We promote enjoyment and engagement through the creative use of high quality literature at the heart of the literacy curriculum, using the Power of Reading programme, developing teaching and learning strategies to support engagement with books and attainment in reading. This approach resonates through every other reading experience children encounter, such as our Whole Class group reading sessions and in selecting the books which we provide for children to read independently and the contexts we provide for sharing and enjoying these books.
We believe reading opens up a new world for children and gives them the opportunity to explore new ideas, visit new places, meet new characters and develop a better understanding of other cultures. Building up the children’s vocabulary gives them the word power they need to become successful speakers and writers as well as confident readers. Reading is a key life skill and we strive to embed a culture of reading into the core of what we do, providing opportunities for children to read both independently and aloud as well as allowing them the chance to discuss and recommend books they have read to their peers. Reading and quality literature is implicitly interwoven into our curriculum through the use of key texts to expose our children to various genres and famous authors and to enhance the variety of exciting topics that we teach.
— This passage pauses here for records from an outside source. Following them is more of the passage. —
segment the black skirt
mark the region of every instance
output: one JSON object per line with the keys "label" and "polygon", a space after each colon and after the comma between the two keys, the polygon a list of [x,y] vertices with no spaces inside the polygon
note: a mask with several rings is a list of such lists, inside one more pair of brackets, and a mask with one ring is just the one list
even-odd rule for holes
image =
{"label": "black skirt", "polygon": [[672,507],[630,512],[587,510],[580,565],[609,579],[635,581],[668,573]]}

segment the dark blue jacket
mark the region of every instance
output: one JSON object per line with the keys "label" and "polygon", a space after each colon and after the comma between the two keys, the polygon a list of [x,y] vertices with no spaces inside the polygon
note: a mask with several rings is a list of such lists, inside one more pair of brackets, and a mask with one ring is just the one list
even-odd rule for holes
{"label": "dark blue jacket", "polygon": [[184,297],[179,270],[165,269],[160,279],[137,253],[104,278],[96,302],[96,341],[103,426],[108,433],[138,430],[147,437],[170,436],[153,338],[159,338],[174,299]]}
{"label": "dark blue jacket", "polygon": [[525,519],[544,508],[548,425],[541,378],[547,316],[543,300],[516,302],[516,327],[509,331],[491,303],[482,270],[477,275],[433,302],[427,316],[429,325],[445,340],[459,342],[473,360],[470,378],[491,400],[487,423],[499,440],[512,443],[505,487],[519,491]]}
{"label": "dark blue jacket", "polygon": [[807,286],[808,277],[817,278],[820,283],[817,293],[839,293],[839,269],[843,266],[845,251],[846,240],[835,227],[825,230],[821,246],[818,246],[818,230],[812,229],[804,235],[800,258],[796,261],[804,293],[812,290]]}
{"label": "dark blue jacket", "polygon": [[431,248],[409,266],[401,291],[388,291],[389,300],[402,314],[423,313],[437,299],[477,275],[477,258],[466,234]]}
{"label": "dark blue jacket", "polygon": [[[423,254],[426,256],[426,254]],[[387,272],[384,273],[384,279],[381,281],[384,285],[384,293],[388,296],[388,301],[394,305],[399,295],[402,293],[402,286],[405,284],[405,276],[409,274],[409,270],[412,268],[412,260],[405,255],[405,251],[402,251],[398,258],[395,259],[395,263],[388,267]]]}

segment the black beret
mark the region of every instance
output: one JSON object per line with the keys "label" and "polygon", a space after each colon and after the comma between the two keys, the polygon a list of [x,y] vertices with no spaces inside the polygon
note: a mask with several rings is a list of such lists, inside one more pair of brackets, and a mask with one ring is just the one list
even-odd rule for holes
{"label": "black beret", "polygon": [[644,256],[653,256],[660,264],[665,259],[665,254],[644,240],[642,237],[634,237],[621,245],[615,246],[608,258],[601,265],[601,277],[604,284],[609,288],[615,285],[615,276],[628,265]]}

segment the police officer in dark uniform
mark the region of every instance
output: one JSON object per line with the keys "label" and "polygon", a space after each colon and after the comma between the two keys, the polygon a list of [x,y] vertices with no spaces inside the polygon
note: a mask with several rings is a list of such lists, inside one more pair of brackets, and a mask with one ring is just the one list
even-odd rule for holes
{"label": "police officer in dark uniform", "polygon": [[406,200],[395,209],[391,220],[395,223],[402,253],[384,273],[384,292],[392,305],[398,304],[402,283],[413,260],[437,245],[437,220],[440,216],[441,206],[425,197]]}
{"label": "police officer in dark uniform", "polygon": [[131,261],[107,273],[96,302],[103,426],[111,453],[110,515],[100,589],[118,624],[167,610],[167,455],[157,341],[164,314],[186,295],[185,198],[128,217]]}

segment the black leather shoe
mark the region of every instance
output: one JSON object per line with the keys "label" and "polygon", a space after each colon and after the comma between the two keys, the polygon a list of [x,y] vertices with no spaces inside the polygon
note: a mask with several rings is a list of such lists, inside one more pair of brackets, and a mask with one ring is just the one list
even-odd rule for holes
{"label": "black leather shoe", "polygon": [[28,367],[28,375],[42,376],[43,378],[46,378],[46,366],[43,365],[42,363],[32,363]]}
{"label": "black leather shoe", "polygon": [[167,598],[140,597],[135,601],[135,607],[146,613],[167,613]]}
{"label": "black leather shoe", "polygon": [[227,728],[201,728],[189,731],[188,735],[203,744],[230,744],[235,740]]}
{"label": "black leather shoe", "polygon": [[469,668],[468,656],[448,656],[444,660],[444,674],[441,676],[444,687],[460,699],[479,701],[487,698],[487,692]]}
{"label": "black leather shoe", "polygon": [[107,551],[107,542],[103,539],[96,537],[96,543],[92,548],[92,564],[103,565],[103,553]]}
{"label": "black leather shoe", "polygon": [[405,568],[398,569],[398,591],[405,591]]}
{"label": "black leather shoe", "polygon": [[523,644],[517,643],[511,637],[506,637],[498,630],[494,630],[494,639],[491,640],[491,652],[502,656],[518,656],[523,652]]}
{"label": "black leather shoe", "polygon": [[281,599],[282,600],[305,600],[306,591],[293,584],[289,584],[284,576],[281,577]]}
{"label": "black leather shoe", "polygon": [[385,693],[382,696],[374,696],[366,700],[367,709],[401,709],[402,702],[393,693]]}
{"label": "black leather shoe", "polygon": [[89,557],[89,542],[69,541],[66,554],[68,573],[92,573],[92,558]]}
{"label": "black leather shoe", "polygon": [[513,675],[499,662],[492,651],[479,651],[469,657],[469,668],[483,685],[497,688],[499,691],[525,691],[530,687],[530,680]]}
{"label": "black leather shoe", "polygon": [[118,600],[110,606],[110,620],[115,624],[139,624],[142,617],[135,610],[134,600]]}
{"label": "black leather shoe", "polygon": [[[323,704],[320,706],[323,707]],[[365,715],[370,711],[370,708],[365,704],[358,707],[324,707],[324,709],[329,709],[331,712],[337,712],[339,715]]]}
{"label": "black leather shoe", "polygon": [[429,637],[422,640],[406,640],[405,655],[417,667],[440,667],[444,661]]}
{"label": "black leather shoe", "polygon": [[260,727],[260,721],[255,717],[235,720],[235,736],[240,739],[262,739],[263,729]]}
Reading is integral to every part of our curriculum. Children have exposure to a wealth of high-quality texts, with the aim of feeding their imagination and instilling a lifelong love of reading.
Teachers are encouraged to think about themselves as reading role models; to promote books and reading, develop their reading environment and think about broader reading opportunities to enable children to develop their independence and read widely for purpose and pleasure across the curriculum. We actively encourage reading in and out of school.
In the Classroom:
Each class will have daily access to a high quality children’s novel (Picture or shorter story books in Donaldson Class) which is shared and discussed over the course of a half term. In addition to this we hold whole class reading sessions where shorter texts are accessed on a common theme and pupils are involved in a range of response activities. This may include clarifying unknown words and phrases; inferring and deducting to form an opinion; predicting; explaining authors’ intent; retrieving information; summarising and answering comprehension questions. In whole class reading, there is a high level of interaction between teachers and pupils. Children are exposed to high-quality texts and discussion in an immersive environment. Texts are carefully chosen by teachers to provide appropriate challenge that builds on pupils’ existing knowledge and understanding. Please click the links below to explore the text our children read during each of their projects.
Each classroom has books at their core with a dedicated reading for pleasure area, stocked with a range of books suitable for their age and stage. Children are still able to access the library, enjoy book bag books relevant to their phonetic learning and choose individual texts of their own preference to take home and enjoy. Whilst individual reading becomes less of a strategy used as pupils’ skills increase, teachers will continue to use their professional judgement to identify those who would benefit from individual reading to a teacher or Teaching Assistant. Pupils may be listened to read in groups. In addition, pupils will be sharing big books, texts and pictures to formulate their reading sessions.
Home School Books are a helpful way of recording children’s reading, but also for communication if you spot your child having difficulties or if you want to celebrate successes. For example, they might have completed their first chapter book or have started reading independently at home without prompting from you. As pupils become independent readers able to access a range of texts, they can use the link books to show reading preferences and recommendations.
In our school we believe that every child has the right to learn how to read – no child will be left behind; they should enjoy reading; should make progress and have the opportunity to be creative.
Our approach to Reading is designed to:
• Promote a love of reading
• Ensure that every child learns to read to a high standard of fluency and understanding, regardless of their background, needs or prior attainment
• Close the ‘word gap’ by expanding pupils' vocabulary and deepen their understanding of the texts they are reading.